Quando ci si avvicina al mondo dei mutui pare essere tutto complicato e sconosciuto.
Poi pian piano si comincia a prendere padronanza con la terminologia, ad essere informati sulle varie tipologie di mutuo, ma si intuisce ben presto che la scelta del tasso e della banca in autonomia non è affatto semplice ed il rischio è quello di firmare per un prodotto decennale poco o per niente conveniente!

La scelta del tasso d'interesse è una delle prime domande che chi acquista casa con un mutuo si pone: tasso variabile oppure tasso fisso? E ancora: mutuo con caprata costante? Per non parlare poi di chi prende in considerazione pure il mutuo a tasso misto!

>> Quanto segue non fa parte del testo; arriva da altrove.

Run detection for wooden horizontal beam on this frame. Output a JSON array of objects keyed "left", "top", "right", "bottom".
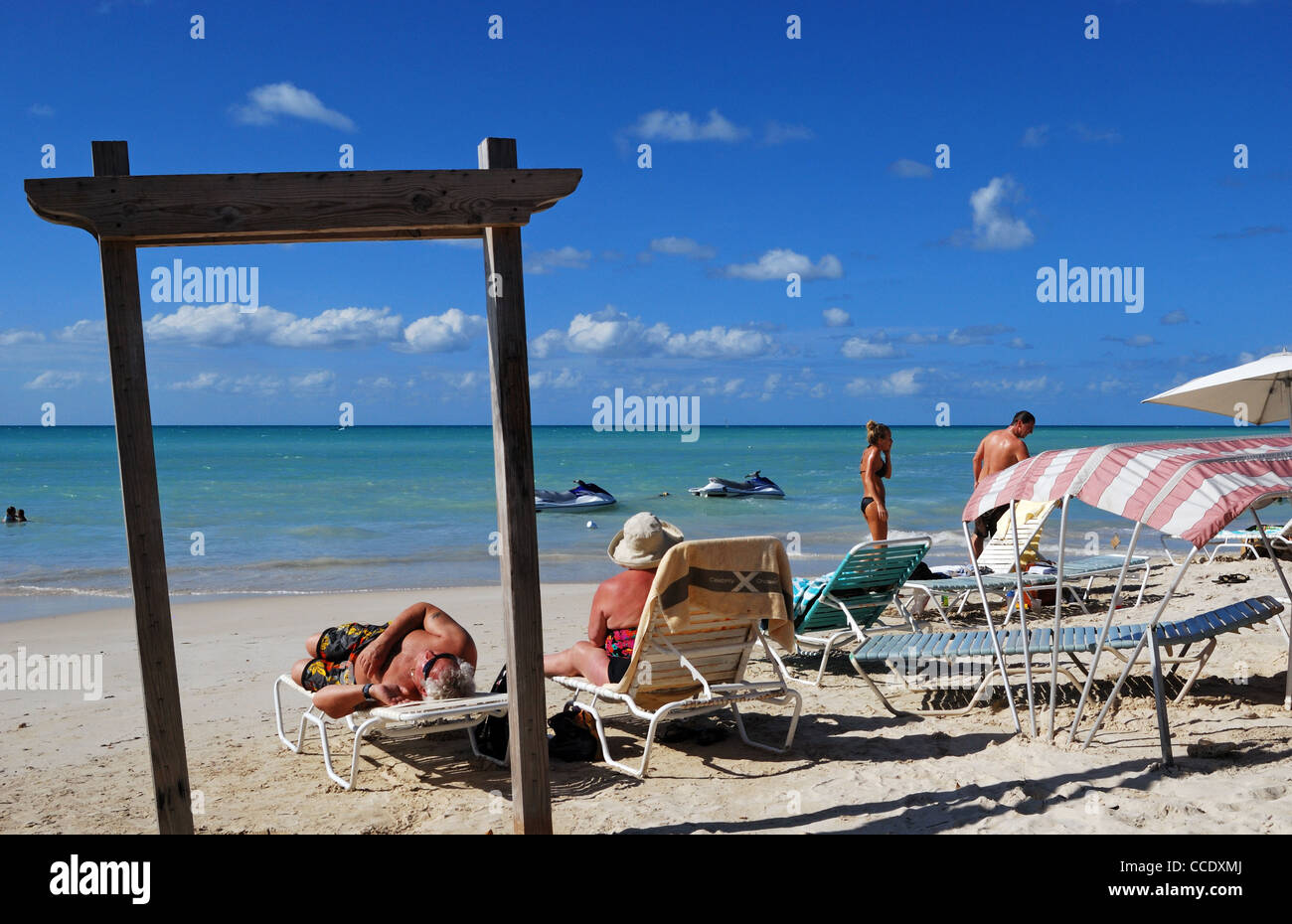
[{"left": 25, "top": 169, "right": 582, "bottom": 246}]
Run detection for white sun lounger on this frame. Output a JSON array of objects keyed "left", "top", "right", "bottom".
[
  {"left": 274, "top": 674, "right": 507, "bottom": 790},
  {"left": 552, "top": 537, "right": 802, "bottom": 779},
  {"left": 901, "top": 554, "right": 1153, "bottom": 628}
]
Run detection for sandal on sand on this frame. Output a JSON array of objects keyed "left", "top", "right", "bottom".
[
  {"left": 695, "top": 725, "right": 727, "bottom": 747},
  {"left": 659, "top": 723, "right": 695, "bottom": 744},
  {"left": 1211, "top": 574, "right": 1250, "bottom": 584}
]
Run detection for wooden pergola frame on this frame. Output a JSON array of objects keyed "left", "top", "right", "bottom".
[{"left": 25, "top": 138, "right": 582, "bottom": 834}]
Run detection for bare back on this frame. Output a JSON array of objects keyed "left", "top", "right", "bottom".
[
  {"left": 588, "top": 570, "right": 655, "bottom": 645},
  {"left": 356, "top": 613, "right": 478, "bottom": 687},
  {"left": 973, "top": 429, "right": 1029, "bottom": 485}
]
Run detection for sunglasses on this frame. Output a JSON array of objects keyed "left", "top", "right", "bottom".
[{"left": 421, "top": 652, "right": 457, "bottom": 679}]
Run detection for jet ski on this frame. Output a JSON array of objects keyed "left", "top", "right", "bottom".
[
  {"left": 689, "top": 472, "right": 785, "bottom": 498},
  {"left": 534, "top": 481, "right": 617, "bottom": 511}
]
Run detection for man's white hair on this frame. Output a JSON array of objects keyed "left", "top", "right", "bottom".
[{"left": 421, "top": 658, "right": 475, "bottom": 699}]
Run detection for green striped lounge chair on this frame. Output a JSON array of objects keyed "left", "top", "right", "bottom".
[
  {"left": 795, "top": 537, "right": 933, "bottom": 687},
  {"left": 849, "top": 597, "right": 1283, "bottom": 716}
]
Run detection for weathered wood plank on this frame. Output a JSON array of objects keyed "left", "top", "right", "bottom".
[
  {"left": 479, "top": 138, "right": 552, "bottom": 834},
  {"left": 25, "top": 168, "right": 582, "bottom": 246},
  {"left": 93, "top": 141, "right": 193, "bottom": 834}
]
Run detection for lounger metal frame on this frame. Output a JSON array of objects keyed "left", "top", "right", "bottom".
[
  {"left": 901, "top": 554, "right": 1153, "bottom": 629},
  {"left": 274, "top": 674, "right": 507, "bottom": 790},
  {"left": 849, "top": 597, "right": 1283, "bottom": 716},
  {"left": 552, "top": 620, "right": 802, "bottom": 779}
]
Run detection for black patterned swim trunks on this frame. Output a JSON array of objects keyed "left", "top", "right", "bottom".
[{"left": 301, "top": 623, "right": 391, "bottom": 693}]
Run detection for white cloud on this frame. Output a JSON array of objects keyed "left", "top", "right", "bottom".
[
  {"left": 969, "top": 176, "right": 1034, "bottom": 250},
  {"left": 530, "top": 305, "right": 772, "bottom": 360},
  {"left": 821, "top": 308, "right": 853, "bottom": 327},
  {"left": 530, "top": 367, "right": 582, "bottom": 387},
  {"left": 143, "top": 304, "right": 285, "bottom": 347},
  {"left": 664, "top": 327, "right": 771, "bottom": 360},
  {"left": 23, "top": 370, "right": 87, "bottom": 391},
  {"left": 291, "top": 370, "right": 336, "bottom": 391},
  {"left": 650, "top": 237, "right": 719, "bottom": 259},
  {"left": 1085, "top": 379, "right": 1136, "bottom": 394},
  {"left": 1101, "top": 334, "right": 1157, "bottom": 347},
  {"left": 888, "top": 158, "right": 933, "bottom": 180},
  {"left": 404, "top": 308, "right": 488, "bottom": 353},
  {"left": 0, "top": 330, "right": 46, "bottom": 347},
  {"left": 143, "top": 304, "right": 404, "bottom": 349},
  {"left": 947, "top": 324, "right": 1015, "bottom": 347},
  {"left": 267, "top": 308, "right": 404, "bottom": 348},
  {"left": 839, "top": 337, "right": 896, "bottom": 360},
  {"left": 762, "top": 121, "right": 817, "bottom": 145},
  {"left": 844, "top": 367, "right": 924, "bottom": 396},
  {"left": 969, "top": 377, "right": 1059, "bottom": 394},
  {"left": 1018, "top": 125, "right": 1050, "bottom": 147},
  {"left": 1072, "top": 121, "right": 1121, "bottom": 145},
  {"left": 233, "top": 82, "right": 354, "bottom": 132},
  {"left": 55, "top": 319, "right": 107, "bottom": 343},
  {"left": 167, "top": 373, "right": 283, "bottom": 394},
  {"left": 628, "top": 108, "right": 749, "bottom": 142},
  {"left": 723, "top": 248, "right": 844, "bottom": 282},
  {"left": 525, "top": 246, "right": 591, "bottom": 274}
]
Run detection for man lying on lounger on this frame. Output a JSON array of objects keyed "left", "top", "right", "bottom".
[{"left": 292, "top": 603, "right": 477, "bottom": 718}]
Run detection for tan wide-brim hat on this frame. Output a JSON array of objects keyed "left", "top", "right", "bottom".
[{"left": 606, "top": 513, "right": 685, "bottom": 570}]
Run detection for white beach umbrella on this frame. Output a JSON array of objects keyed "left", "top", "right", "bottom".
[{"left": 1140, "top": 350, "right": 1292, "bottom": 430}]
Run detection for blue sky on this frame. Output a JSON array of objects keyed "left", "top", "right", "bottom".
[{"left": 0, "top": 0, "right": 1292, "bottom": 425}]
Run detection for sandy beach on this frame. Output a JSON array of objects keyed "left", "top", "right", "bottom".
[{"left": 0, "top": 561, "right": 1292, "bottom": 834}]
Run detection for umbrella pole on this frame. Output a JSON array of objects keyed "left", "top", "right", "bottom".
[
  {"left": 1252, "top": 509, "right": 1292, "bottom": 709},
  {"left": 1252, "top": 507, "right": 1292, "bottom": 641},
  {"left": 964, "top": 521, "right": 1024, "bottom": 731},
  {"left": 1007, "top": 500, "right": 1041, "bottom": 738},
  {"left": 1081, "top": 546, "right": 1199, "bottom": 751},
  {"left": 1047, "top": 494, "right": 1068, "bottom": 744},
  {"left": 1069, "top": 521, "right": 1144, "bottom": 744},
  {"left": 1141, "top": 626, "right": 1176, "bottom": 766}
]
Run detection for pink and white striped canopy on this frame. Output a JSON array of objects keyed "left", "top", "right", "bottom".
[{"left": 964, "top": 435, "right": 1292, "bottom": 546}]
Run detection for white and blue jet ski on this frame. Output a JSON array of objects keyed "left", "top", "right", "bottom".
[
  {"left": 534, "top": 481, "right": 617, "bottom": 511},
  {"left": 689, "top": 472, "right": 785, "bottom": 498}
]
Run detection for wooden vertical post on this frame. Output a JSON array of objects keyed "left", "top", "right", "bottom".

E' certo che oggi il mercato finanziario offra un'ampia gamma di prodotti per tutte le esigenze e che questo sia ancora il momento giusto per accendere un mutuo perchè i tassi sono tuttora contenuti rispetto ad i loro valori nel 2008 ed in generale prima della crisi economica.

Il tasso variabile è ancora più basso rispetto a quello fisso ma sono numerosi i fattori da tenere in considerazione quando si sceglie un tasso, in primis lo spread cioè quella percentuale che ogni banca aggiunge al tasso Euribor o Eurirs e che, in soldoni, rappresenta il suo guadagno (hai letto "Spread mutuo: un parametro importante"?).

Insomma, scegliere il mutuo giusto non è cosa affatto semplice se non si è del mestiere anche perchè, non è da dimenticare, il guadagno della banca è spesso inversamente proporzionale a quello del cliente!